The Fast One Is a Centipede. The Slow One Is a Millipede.

The easiest way to tell them apart is movement. Centipedes are predators – they hunt live insects, move extremely fast, and will bite if handled. Millipedes are decomposers – they eat decaying plant matter, move slowly, and curl into a ball when disturbed rather than running or biting.

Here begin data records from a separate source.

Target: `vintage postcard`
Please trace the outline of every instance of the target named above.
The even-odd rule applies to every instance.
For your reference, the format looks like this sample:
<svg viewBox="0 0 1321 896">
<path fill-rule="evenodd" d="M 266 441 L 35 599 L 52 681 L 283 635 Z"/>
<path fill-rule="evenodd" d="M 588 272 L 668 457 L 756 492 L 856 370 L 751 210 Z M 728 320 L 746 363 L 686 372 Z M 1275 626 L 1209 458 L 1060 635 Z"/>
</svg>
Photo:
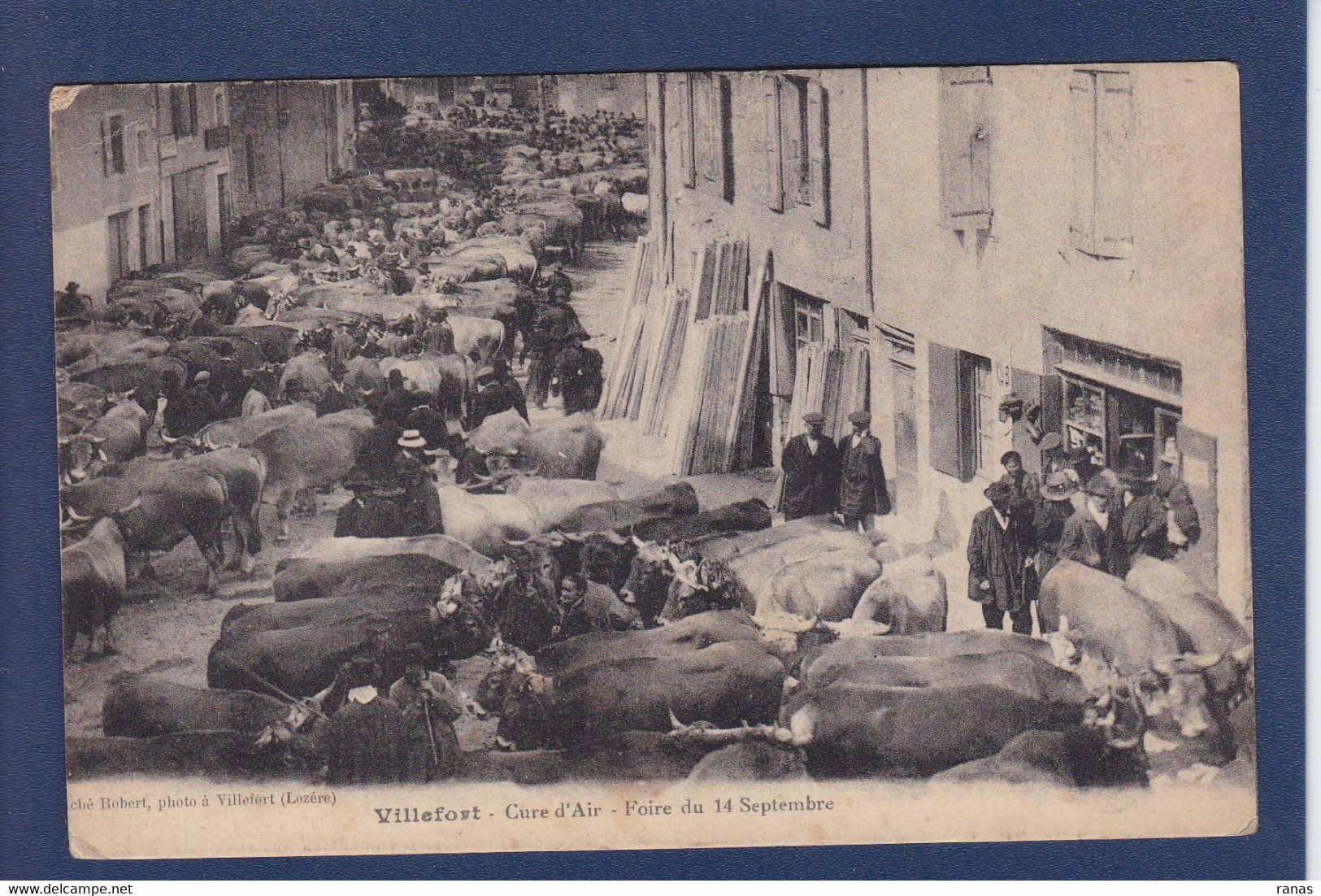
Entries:
<svg viewBox="0 0 1321 896">
<path fill-rule="evenodd" d="M 83 858 L 1256 829 L 1234 66 L 50 95 Z"/>
</svg>

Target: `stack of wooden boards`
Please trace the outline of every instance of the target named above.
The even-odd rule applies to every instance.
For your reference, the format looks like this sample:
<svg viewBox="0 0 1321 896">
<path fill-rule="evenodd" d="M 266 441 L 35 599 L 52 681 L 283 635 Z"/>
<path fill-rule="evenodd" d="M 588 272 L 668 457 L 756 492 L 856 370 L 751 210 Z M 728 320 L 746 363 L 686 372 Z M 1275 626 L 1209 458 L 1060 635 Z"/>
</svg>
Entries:
<svg viewBox="0 0 1321 896">
<path fill-rule="evenodd" d="M 691 288 L 654 287 L 654 274 L 655 246 L 639 239 L 601 419 L 638 420 L 643 435 L 663 439 L 671 473 L 750 467 L 768 266 L 750 301 L 746 241 L 703 247 Z"/>
</svg>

  • Centipede body shape. Flat and elongated, with legs that extend out to the sides. House centipedes (the most common indoor species in North Texas) have very long, delicate legs arranged in pairs along each body segment – one pair per segment. At full speed, they look almost liquid crossing a floor.
  • Millipede body shape. Round and cylindrical, with legs tucked underneath. Each body segment has two pairs of legs instead of one. They do not sprint – they flow slowly in a wave-like motion.
  • Leg count difference. A centipede always has an odd number of leg pairs (so the total leg count is never divisible by four). A millipede always has two pairs per segment, giving an even total. In practice, you will not count legs – just watch the movement.

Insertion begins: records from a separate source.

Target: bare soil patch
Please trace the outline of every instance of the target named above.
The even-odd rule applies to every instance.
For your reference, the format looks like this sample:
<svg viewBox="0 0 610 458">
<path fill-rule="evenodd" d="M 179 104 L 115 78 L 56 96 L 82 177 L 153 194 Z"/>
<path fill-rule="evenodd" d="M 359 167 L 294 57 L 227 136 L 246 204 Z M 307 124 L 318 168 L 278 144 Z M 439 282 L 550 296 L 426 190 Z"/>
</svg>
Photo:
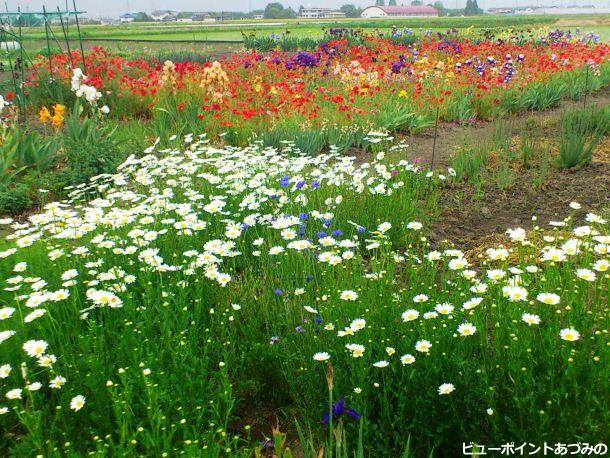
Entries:
<svg viewBox="0 0 610 458">
<path fill-rule="evenodd" d="M 590 95 L 587 106 L 610 104 L 610 87 Z M 556 141 L 561 114 L 580 109 L 583 102 L 566 101 L 560 107 L 542 112 L 531 112 L 507 118 L 512 135 L 528 135 L 528 128 L 536 127 L 536 135 Z M 446 171 L 461 146 L 484 142 L 494 135 L 494 125 L 481 122 L 468 126 L 444 123 L 439 126 L 434 168 Z M 432 160 L 433 130 L 408 137 L 408 159 L 429 165 Z M 557 154 L 551 148 L 551 163 L 544 182 L 534 185 L 536 170 L 512 167 L 514 183 L 500 188 L 493 180 L 484 180 L 482 188 L 469 182 L 451 184 L 443 190 L 440 215 L 432 225 L 431 239 L 439 243 L 447 240 L 463 249 L 472 249 L 490 236 L 503 234 L 507 228 L 547 225 L 562 220 L 569 212 L 568 205 L 576 201 L 582 210 L 576 218 L 584 218 L 588 211 L 605 212 L 610 209 L 610 138 L 605 137 L 596 149 L 592 162 L 580 170 L 559 169 L 552 163 Z M 490 162 L 506 162 L 505 158 L 490 155 Z M 494 164 L 488 164 L 493 166 Z M 442 172 L 443 173 L 443 172 Z"/>
</svg>

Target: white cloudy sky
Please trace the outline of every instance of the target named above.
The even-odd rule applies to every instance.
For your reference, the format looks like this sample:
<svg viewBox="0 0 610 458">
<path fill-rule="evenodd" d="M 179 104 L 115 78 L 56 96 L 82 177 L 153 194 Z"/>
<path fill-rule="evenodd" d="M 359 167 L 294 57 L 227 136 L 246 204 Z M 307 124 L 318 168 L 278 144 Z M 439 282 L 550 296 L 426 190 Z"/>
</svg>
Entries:
<svg viewBox="0 0 610 458">
<path fill-rule="evenodd" d="M 126 11 L 152 11 L 155 9 L 173 9 L 184 11 L 248 11 L 264 8 L 272 0 L 77 0 L 79 10 L 84 10 L 90 16 L 118 15 Z M 466 0 L 441 0 L 446 6 L 463 6 Z M 68 0 L 72 5 L 72 0 Z M 339 7 L 345 3 L 353 3 L 357 6 L 369 6 L 374 0 L 280 0 L 284 6 L 298 8 L 304 6 Z M 409 4 L 410 0 L 398 0 L 397 3 Z M 425 2 L 428 3 L 428 2 Z M 489 8 L 494 6 L 529 6 L 529 5 L 596 5 L 598 7 L 610 7 L 610 0 L 478 0 L 479 6 Z M 21 6 L 22 11 L 42 10 L 45 5 L 47 10 L 57 10 L 57 6 L 65 8 L 66 0 L 7 0 L 9 10 L 17 10 Z"/>
</svg>

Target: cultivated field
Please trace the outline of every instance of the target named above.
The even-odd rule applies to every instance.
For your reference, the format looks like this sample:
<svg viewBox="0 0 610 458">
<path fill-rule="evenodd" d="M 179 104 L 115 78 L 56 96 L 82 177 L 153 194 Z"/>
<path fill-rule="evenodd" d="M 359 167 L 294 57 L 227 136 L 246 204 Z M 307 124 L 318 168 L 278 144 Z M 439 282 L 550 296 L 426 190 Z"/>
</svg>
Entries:
<svg viewBox="0 0 610 458">
<path fill-rule="evenodd" d="M 606 455 L 608 17 L 252 27 L 3 52 L 2 454 Z"/>
</svg>

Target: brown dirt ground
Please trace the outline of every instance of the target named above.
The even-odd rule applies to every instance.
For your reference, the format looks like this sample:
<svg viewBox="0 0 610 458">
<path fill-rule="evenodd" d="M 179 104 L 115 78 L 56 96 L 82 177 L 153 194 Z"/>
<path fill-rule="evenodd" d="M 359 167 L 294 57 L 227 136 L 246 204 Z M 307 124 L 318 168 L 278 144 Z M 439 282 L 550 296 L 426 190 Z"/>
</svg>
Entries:
<svg viewBox="0 0 610 458">
<path fill-rule="evenodd" d="M 589 96 L 587 106 L 608 104 L 610 87 Z M 582 108 L 582 102 L 566 101 L 560 107 L 514 116 L 507 122 L 513 135 L 534 124 L 540 127 L 544 137 L 552 141 L 557 135 L 561 113 L 576 108 Z M 492 135 L 493 123 L 472 126 L 444 123 L 437 138 L 435 169 L 446 170 L 453 153 L 462 144 L 472 144 L 473 139 L 490 139 Z M 433 130 L 410 136 L 407 140 L 410 145 L 408 158 L 430 164 Z M 495 240 L 507 228 L 530 228 L 534 215 L 541 226 L 551 220 L 562 220 L 568 215 L 568 205 L 572 201 L 582 205 L 582 210 L 576 212 L 577 219 L 582 219 L 587 211 L 610 209 L 608 137 L 597 148 L 591 164 L 580 170 L 564 170 L 549 165 L 548 175 L 540 187 L 533 185 L 533 170 L 520 169 L 515 173 L 515 183 L 508 189 L 502 190 L 491 184 L 477 198 L 474 198 L 475 190 L 468 183 L 454 183 L 443 190 L 440 215 L 432 225 L 431 240 L 436 243 L 448 240 L 468 250 L 490 238 Z"/>
</svg>

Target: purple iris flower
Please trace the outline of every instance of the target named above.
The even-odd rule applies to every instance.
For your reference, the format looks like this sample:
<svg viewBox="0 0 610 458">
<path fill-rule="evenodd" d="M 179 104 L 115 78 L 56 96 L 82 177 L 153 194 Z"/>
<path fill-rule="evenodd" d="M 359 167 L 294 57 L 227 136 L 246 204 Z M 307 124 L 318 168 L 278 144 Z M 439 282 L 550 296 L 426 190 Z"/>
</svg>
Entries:
<svg viewBox="0 0 610 458">
<path fill-rule="evenodd" d="M 356 420 L 360 419 L 360 414 L 356 412 L 354 409 L 350 409 L 345 404 L 345 398 L 341 396 L 339 402 L 335 402 L 333 404 L 333 419 L 339 418 L 341 415 L 347 414 Z M 330 412 L 326 412 L 324 417 L 322 417 L 322 424 L 326 425 L 330 421 Z"/>
</svg>

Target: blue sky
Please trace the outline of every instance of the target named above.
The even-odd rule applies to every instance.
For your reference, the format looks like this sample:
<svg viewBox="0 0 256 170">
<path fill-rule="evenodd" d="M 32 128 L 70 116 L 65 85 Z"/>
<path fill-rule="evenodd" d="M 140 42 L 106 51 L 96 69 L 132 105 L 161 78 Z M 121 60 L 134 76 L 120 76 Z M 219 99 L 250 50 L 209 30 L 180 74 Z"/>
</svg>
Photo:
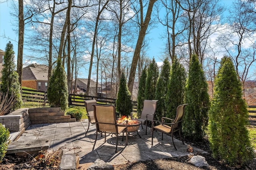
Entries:
<svg viewBox="0 0 256 170">
<path fill-rule="evenodd" d="M 221 0 L 221 2 L 226 6 L 231 5 L 233 0 Z M 11 39 L 11 42 L 14 45 L 14 50 L 16 56 L 18 54 L 18 35 L 13 31 L 14 26 L 12 24 L 12 18 L 10 14 L 10 2 L 0 3 L 0 49 L 4 51 L 6 44 L 9 40 L 2 37 L 4 34 L 6 36 Z M 18 27 L 18 25 L 16 26 Z M 162 25 L 158 24 L 158 27 L 150 31 L 149 35 L 149 47 L 147 53 L 148 56 L 152 58 L 154 57 L 157 62 L 162 63 L 162 53 L 165 46 L 165 41 L 161 38 L 161 34 L 165 31 L 164 28 Z M 29 54 L 28 52 L 24 50 L 24 55 Z M 40 63 L 38 63 L 40 64 Z"/>
<path fill-rule="evenodd" d="M 9 41 L 2 37 L 5 33 L 6 37 L 12 39 L 10 41 L 13 44 L 14 51 L 16 56 L 18 54 L 18 35 L 13 30 L 14 27 L 11 23 L 12 18 L 10 14 L 10 2 L 0 3 L 0 49 L 5 51 L 6 45 Z M 150 40 L 149 50 L 148 51 L 148 54 L 150 58 L 154 57 L 157 61 L 158 60 L 158 57 L 161 56 L 162 47 L 164 45 L 162 41 L 160 39 L 160 34 L 162 31 L 162 29 L 158 27 L 152 30 L 150 35 L 152 39 Z M 24 54 L 26 55 L 26 53 L 28 52 L 24 50 Z"/>
</svg>

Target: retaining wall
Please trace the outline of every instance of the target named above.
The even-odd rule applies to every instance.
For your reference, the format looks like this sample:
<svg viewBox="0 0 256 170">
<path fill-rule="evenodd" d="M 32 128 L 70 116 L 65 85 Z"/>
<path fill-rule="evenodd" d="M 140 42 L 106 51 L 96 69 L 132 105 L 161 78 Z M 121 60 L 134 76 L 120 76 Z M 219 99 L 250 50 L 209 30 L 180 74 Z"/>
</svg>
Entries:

What They Tell You About Your Home

Finding either one inside is a signal, but the signals mean different things.

Centipedes inside your home mean two things: there is a moisture problem somewhere, and there is prey for them to hunt. House centipedes do not wander in by accident – they follow their food supply. If centipedes are appearing regularly in your bathroom, basement, or utility room, there are enough insects in that space to sustain a predator. The centipede is not your pest problem. It is the symptom of a pest problem.

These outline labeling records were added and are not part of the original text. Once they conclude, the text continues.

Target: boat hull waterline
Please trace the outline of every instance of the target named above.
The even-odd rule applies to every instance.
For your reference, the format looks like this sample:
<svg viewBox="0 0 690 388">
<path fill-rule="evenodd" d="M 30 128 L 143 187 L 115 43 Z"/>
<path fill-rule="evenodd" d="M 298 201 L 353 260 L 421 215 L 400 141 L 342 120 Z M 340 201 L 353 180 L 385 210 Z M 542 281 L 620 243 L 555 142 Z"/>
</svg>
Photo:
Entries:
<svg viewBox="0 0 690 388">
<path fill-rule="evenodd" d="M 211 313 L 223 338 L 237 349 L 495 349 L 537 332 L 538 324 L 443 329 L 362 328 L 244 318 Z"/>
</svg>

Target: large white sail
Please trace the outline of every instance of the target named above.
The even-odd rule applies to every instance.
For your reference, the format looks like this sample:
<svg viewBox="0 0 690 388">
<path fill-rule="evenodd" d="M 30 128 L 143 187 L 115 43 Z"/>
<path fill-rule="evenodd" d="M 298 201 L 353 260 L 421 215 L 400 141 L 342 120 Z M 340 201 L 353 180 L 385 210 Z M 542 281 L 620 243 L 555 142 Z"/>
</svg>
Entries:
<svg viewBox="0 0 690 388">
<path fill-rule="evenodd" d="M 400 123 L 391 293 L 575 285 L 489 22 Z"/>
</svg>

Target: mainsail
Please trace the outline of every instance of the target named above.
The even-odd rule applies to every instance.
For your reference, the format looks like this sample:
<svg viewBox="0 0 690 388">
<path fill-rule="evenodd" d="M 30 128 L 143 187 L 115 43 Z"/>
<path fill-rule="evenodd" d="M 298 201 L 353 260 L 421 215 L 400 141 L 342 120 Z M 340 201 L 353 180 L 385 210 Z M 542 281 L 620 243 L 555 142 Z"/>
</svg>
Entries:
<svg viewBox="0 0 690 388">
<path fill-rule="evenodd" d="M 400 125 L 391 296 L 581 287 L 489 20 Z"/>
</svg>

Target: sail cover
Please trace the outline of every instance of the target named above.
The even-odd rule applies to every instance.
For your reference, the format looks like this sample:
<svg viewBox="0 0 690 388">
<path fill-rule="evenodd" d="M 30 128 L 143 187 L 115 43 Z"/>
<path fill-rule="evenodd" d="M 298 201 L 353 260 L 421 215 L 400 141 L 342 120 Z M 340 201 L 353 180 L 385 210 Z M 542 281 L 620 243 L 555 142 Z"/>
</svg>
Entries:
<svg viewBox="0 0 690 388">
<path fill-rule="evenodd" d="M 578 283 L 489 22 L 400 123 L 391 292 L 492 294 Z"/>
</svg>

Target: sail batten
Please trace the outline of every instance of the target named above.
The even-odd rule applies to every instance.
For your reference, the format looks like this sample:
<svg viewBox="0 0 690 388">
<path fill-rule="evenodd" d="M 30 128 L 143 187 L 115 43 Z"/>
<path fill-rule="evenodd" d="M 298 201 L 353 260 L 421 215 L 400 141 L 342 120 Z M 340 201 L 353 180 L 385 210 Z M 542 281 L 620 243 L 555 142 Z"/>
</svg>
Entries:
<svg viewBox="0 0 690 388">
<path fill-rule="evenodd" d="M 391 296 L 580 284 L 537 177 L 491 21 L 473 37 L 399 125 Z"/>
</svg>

Millipedes inside your home are almost always a moisture issue outdoors that has overflowed indoors. They live in mulch, leaf litter, and decaying wood – anywhere organic matter decomposes in a moist environment. Millipede invasions in McKinney and Allen homes typically happen after wet weather when the outdoor population explodes and nearby soil becomes saturated. They migrate toward dry ground and end up inside through foundation gaps and door sweeps.

Millipede invasions are not infestations: millipedes cannot reproduce inside your home – they need outdoor decomposing material for that. A group of millipedes inside is a migration event, not an establishment. Seal the entry points, remove the excess mulch against your foundation, and the problem stops. An ongoing centipede presence is different – it suggests a sustained indoor pest population feeding them.

Can They Bite or Hurt You?

Centipedes in North Texas can bite if directly handled. The house centipede has venomous forcipules (modified front legs) that it uses to immobilize prey. A bite on a human causes localized pain and redness, similar to a mild bee sting. It is not dangerous for most people. Children and people with known sensitivities should avoid handling them. Centipedes will not bite unprovoked – they bite when trapped against skin.

Millipedes cannot bite. When threatened, they curl into a defensive coil and may secrete a mild defensive fluid from their body segments. This fluid can cause minor skin irritation or temporarily stain skin. Do not rub your eyes after handling a millipede. Otherwise they are harmless.

How to Reduce Their Presence

Both centipedes and millipedes are moisture-driven. Reducing moisture both inside and outside your home is the most effective long-term control approach.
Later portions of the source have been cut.